No entender do ex-ministro da Transparência Fabiano Silveira, consultor para assuntos jurídicos da Guide Investimentos, Lula, a partir de agora, terá que se preocupar mais em se livrar da prisão do que em concorrer nas eleições de outubro próximo. Ele ressalta que a condenação duríssima em segunda instância praticamente tira o petista da disputa presidencial, que só conseguirá se livrar da cadeia no Supremo Tribunal Federal (STF), pois a tendência é de que um pedido de habeas corpus cairá na segunda turma da mais alta Corte do país. Dos cinco integrantes, apenas o ministro Edson Fachin é a favor da prisão imediata de réus condenados em segunda instância.

 

Silveira destaca ainda que, ao elevar a pena de Lula para 12 anos e um mês (o prazo original era de nove anos e meio), o TRF-4 sinalizou que será bastante contundente nos demais processos em que o petista é réu — o da compra do terreno do Instituto Lula e o do sítio de Atibaia. “As portas estão se fechando. E, certamente, o Tribunal Superior Eleitoral (TSE), quando provocado, negará o pedido de registro da candidatura de Lula”, frisa. Se o TSE seguir em outra direção, desmoralizará o pleito e a Lei da Ficha Limpa. “Na verdade, daqui por diante, Lula estará mais preocupado em garantir sua liberdade.”

 

Para o ex-ministro, o julgamento do TRF-4 foi extremante técnico.

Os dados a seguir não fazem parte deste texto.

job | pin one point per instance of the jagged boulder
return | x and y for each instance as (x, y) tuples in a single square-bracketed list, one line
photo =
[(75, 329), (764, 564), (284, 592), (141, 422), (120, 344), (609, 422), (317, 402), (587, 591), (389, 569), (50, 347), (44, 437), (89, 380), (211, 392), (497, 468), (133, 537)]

Os desembargadores mostraram que prezam a independência para decidir e que não vão se intimidar com pressões, venham elas de onde vierem. Esse recado partiu, sobretudo, do desembargador Victor Laus: “As provas, sejam documentais, sejam testemunhais, resistiram às críticas, ao contraponto e ao embate”. Lula foi condenado no caso do tríplex de Guarujá. Pela acusação do Ministério Público Federal, ele recebeu R$ 3,7 milhões da Construtora OAS em troca de contratos com a Petrobras.

 

Mais um poste

 

No campo econômico, a visão entre os especialistas é de que, com Lula fora da sucessão presidencial, será possível construir uma candidatura de centro forte o suficiente para vencer a disputa. A percepção é de que o escolhido nas urnas terá compromisso com reformas estruturais, sobretudo com a da Previdência, caso ela não seja aprovada no governo de Michel Temer. A confiança nesse cenário pode ser medida pelo desempenho da Bolsa de Valores de São Paulo, que registrou recorde histórico, ao cravar os 83.680 pontos. A valorização de 3,72% agregou R$ 100 bilhões ao valor de mercado das empresas listadas no pregão paulista.

 

A perspectiva entre os analistas é de que, sem grandes turbulências no quadro eleitoral, o Brasil crescerá 3% ou mais em 2018. Um presidente reformista e comprometido com o ajuste fiscal a partir de 2019 garantirá avanço contínuo do Produto Interno Bruto (PIB) sem pressões inflacionárias e com taxas de juros próximas dos níveis mais baixos da história. Todos que trabalham com esse cenário otimista reconhecem, contudo, que Lula não desistirá fácil da guerra. Vai recorrer a todas as instâncias para viabilizar sua candidatura. Ao mesmo tempo, preparará seu substituto. Resta saber se, depois de sua maior derrota e correndo o risco de ser preso, o petista terá força suficiente para eleger mais um poste. É aguardar para ver.